Thursday, March 26, 2009

Has the Monetization Really Started?

Headlines on the Wall Street Journal website Thursday afternoon, “Treasurys Climb After Solid Auction.” (See


The issue Thursday was a seven-year note sale of $24 billion and this capped the issuance of $98 billion in Treasury offerings this week. The day before, Wednesday, the auction of five-year notes was “tepid” and the market was nervous at the beginning of the day.

But, something else happened on Wednesday. The Fed began its planned purchases of existing securities. In fact, the Fed bought securities that matured between February 29, 2016 and February 15, 2019. Gosh, that’s right in the range of the new issue that sold so well on Thursday. Imagine!

Primary dealers offered the Fed a total of $21.9 billion in Treasury securities that matured in this time period and the central bank bought back $7.5 billion of them. Apparently, this will be the procedure that the Fed will follow in upcoming weeks as the indication is that they will purchase outstanding securities on a regular basis.

The Fed is expected to buy roughly $12 billion of Treasury securities every week until they exhaust the planned $300 billion in purchases as announced last week. Friday, March 27, they are going to be purchasing at the short end of the yield curve with dates running from March 2011 to April 2012. Planned are three purchases next week, with some maturity dates expected to run from August 2026 through February 2039.

One of the prominent explanations for the intermediate-term purchases is that the Fed thinks it will help keep mortgage rates down since most 30-year mortgages have an average life of about seven years. If choosing this maturity just happens to provide liquidity to the market so that the Treasury has an easier time of placing its new issues, well so be it!

So, it looks as if we are on our way.


To the land of Oz?

We are starting to see the Fed get serious about monetizing the debt. The talking is over and the direct impact on the market is now under way. At $12 billion in purchases every week, this means that for the next 25 weeks or so, the Fed will be entering the Treasury market acquiring more securities. And, this doesn’t include the provision to purchase mortgage-backed securities in large dollar amounts.

On the other side, as we saw with the $98 billion in new issues this week, the “recovery program” will be providing plenty of additional debt to the market during this period of time. Relieving primary dealers of outstanding issues will certainly “grease the wheels” for the Treasury in terms of the additional debt issue that will need to be placed.

So now we are seeing the future. The Wizard is waving his magic hand. Monetizing the government debt! Providing a scheme whereby private interests can make tons of money buying up “legacy assets”! And, a new regulatory scheme to keep the “bad guys” under control! It is a wonder land with a whole new geography.

It’s ironic. Last September, I remember feeling as if the world had changed, shifted, and would not be the same again. The specific time—a Tuesday evening--when I learned that AIG was being nationalized. I just felt different.

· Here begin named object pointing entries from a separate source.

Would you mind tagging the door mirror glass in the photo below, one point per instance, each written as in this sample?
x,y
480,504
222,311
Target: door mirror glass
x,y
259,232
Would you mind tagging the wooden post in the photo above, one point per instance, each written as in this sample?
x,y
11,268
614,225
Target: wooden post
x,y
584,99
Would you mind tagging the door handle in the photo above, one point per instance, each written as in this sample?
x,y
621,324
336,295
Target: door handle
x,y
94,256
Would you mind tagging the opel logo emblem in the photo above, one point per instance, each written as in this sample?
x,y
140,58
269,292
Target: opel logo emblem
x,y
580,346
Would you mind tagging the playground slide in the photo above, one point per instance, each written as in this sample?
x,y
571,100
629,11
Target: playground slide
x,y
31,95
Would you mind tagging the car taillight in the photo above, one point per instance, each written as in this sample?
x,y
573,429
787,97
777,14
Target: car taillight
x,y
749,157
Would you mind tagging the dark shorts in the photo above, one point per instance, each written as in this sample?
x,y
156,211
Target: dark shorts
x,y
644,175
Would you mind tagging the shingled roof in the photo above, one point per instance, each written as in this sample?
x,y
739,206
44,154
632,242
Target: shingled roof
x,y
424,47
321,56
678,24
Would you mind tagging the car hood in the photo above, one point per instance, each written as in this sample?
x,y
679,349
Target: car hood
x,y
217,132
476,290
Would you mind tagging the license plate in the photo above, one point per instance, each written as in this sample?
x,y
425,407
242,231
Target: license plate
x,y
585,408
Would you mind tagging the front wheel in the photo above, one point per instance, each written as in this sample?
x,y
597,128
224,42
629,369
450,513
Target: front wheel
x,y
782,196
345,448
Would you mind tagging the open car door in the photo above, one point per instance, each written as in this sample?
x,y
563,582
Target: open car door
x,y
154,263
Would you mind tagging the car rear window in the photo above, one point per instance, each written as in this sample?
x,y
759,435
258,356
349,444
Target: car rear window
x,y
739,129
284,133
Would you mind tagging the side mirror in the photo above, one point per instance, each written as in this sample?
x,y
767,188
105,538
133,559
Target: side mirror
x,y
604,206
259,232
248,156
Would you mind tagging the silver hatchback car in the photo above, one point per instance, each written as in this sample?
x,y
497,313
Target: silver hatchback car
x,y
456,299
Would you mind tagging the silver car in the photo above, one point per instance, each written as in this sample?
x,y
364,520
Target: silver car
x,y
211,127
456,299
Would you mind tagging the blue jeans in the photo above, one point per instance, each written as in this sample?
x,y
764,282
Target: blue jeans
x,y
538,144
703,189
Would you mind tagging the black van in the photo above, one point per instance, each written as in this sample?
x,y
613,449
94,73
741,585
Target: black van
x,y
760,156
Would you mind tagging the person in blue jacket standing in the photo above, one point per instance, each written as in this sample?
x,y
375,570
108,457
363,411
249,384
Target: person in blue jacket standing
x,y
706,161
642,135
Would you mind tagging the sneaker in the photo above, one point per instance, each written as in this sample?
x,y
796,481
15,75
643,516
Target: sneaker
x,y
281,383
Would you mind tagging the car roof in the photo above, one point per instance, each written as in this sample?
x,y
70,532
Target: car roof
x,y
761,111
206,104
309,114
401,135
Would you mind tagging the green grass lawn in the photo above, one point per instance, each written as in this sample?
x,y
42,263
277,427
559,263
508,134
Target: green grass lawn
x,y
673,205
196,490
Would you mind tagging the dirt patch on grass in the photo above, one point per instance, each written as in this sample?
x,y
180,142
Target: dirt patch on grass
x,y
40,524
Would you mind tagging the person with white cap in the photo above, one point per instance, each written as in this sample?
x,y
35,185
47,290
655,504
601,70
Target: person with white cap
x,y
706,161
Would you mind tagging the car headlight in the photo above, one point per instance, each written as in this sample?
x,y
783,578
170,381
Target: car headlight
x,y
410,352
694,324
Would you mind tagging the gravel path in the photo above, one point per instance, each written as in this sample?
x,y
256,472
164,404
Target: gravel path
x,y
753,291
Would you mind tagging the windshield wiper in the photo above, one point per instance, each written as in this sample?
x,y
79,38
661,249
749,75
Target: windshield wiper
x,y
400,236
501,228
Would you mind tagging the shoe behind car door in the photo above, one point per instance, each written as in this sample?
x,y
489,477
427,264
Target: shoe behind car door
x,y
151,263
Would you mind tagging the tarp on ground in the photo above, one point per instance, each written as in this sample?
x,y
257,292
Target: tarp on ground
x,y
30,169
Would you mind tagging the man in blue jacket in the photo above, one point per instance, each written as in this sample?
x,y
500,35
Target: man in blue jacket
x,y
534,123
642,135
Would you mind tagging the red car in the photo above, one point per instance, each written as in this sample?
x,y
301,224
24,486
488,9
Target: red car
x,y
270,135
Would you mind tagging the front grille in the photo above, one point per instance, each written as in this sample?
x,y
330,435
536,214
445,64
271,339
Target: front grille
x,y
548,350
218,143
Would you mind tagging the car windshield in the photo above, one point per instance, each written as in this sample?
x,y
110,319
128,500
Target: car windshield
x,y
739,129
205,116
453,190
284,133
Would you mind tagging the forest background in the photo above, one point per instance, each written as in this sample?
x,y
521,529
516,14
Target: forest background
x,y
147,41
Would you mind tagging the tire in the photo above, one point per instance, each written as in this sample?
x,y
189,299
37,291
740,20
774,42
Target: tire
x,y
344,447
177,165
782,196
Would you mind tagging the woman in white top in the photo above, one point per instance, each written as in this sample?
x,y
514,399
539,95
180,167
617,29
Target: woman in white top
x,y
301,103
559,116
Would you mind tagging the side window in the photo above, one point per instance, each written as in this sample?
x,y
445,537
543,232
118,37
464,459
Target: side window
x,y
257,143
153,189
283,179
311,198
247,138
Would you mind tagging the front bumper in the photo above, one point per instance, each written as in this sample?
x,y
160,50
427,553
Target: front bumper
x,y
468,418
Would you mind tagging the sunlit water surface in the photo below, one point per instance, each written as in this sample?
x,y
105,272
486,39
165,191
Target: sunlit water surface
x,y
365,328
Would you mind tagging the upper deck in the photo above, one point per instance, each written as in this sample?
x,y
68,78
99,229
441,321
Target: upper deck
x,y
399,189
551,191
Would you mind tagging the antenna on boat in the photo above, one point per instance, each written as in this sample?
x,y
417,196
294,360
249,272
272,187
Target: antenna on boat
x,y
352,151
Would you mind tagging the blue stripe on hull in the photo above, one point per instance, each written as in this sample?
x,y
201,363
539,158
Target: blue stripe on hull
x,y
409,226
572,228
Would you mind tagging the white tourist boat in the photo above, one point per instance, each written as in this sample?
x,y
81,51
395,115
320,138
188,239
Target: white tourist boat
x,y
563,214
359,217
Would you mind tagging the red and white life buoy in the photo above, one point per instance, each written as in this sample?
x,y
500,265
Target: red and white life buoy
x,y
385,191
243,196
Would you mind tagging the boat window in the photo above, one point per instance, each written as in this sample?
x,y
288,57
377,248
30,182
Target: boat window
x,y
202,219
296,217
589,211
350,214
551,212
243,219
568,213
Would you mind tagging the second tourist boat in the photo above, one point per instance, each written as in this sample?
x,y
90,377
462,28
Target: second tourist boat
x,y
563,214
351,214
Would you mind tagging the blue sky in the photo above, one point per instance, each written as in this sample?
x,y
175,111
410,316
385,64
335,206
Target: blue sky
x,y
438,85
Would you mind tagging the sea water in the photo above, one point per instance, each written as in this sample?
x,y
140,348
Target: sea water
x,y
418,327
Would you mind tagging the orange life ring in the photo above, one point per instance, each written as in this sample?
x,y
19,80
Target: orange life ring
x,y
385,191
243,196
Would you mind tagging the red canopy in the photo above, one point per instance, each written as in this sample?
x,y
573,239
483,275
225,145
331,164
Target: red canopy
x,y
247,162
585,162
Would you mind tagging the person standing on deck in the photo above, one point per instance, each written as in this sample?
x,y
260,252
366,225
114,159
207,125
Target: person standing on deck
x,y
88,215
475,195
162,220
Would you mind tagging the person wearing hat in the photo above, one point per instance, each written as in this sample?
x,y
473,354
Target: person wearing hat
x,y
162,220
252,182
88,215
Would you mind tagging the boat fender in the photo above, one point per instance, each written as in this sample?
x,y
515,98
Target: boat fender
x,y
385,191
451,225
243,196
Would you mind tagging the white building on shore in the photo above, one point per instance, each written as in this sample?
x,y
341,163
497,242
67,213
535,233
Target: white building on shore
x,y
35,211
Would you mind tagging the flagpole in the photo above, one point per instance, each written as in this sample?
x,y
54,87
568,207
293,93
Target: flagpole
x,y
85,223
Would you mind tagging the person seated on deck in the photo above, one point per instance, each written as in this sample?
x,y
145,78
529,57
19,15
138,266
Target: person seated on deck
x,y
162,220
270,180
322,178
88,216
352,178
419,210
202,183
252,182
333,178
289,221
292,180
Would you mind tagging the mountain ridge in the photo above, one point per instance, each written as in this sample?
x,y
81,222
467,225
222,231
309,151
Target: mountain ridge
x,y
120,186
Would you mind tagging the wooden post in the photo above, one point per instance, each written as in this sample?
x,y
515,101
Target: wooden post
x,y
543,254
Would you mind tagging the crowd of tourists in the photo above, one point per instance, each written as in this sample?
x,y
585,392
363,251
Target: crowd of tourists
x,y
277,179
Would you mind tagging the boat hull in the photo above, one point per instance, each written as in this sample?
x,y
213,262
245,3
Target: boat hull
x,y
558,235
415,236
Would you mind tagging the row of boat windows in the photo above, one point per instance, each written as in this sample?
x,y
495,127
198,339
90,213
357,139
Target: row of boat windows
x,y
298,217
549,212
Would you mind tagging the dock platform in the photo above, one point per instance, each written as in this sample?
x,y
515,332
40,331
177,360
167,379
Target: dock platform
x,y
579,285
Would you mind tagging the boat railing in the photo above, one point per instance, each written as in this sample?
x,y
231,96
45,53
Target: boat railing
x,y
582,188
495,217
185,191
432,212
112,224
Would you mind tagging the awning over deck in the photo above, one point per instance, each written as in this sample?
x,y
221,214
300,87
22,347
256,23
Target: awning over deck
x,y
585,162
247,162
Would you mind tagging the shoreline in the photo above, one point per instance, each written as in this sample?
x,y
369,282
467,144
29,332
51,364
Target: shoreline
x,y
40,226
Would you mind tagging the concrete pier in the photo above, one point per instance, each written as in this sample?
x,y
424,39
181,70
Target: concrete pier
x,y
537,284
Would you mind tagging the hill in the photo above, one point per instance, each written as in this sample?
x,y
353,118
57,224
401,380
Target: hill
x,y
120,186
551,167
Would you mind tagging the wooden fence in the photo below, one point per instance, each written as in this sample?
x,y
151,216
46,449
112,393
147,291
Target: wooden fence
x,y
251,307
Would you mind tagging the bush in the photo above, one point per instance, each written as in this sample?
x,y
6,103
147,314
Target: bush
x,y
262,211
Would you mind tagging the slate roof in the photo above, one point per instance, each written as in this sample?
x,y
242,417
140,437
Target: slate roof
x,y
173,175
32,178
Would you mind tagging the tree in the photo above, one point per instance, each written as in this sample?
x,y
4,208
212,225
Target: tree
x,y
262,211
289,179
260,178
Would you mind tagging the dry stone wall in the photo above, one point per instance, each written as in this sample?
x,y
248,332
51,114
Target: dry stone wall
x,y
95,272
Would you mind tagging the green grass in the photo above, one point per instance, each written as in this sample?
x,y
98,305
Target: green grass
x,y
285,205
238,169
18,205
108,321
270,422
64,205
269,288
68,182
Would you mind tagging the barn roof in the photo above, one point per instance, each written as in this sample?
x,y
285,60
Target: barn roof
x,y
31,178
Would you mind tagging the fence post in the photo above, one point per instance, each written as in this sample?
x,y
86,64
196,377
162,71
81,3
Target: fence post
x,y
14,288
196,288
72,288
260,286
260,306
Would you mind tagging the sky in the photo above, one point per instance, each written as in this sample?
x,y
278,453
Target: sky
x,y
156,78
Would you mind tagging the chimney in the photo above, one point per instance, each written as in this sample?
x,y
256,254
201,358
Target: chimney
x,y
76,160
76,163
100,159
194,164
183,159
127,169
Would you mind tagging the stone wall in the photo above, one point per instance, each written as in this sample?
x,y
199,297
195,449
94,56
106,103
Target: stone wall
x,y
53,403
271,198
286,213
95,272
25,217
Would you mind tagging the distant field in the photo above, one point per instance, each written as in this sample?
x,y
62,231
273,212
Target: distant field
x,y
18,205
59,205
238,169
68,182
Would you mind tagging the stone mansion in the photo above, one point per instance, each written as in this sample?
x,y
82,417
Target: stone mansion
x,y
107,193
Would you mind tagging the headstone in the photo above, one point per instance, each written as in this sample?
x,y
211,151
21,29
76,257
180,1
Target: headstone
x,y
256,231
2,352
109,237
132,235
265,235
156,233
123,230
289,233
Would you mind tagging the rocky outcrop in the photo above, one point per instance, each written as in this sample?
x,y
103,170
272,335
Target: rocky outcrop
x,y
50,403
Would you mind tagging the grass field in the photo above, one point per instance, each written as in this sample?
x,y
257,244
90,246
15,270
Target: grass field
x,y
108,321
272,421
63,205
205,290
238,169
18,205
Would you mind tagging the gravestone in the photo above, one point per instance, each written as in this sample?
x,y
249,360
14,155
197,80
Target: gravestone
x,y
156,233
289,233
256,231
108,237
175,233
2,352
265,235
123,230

I feel that way again. The rules have changed. Maybe better said, the old rules are no longer applicable and we really don’t know what the new rules are—but we know that they will be different.

Will all this work and restore the banking system and speed the economy on to recovery? No one really knows. I guess we are all waiting for a “tipping” point. But the tipping point can mean different things to different people. The administration sees the tipping point producing a recovery. Critics of the administration see the tipping point creating a whole new cycle of inflation.

And, what if no tipping point appears? Well, that will just mean that a greater effort will be put into the attempt to spur the financial system and the economy along.

The most specific thing going right now is what the Federal Reserve is doing. They are purchasing the debt of the government and they are going to continue to do it for a substantial period of time. For today, we see that this effort has helped the Treasury Department place $24 billion of that debt. And, the Fed’s actions will probably continue to ease the placement of the additional new debt in the future.

What we need to look for, in my estimation, is what happens to the value of the dollar in foreign exchange markets. When the Federal Reserve initially announced this program the value of the dollar fell. When this policy of regularly purchasing Treasury securities up to the $300 billion proposed becomes excessive in the minds of currency traders, the value of the dollar will begin to decline again. My guess is that this will happen sooner rather than later.

1 comment:

Brian said...

Under what scenario might we not see high inflation rates given this behavior?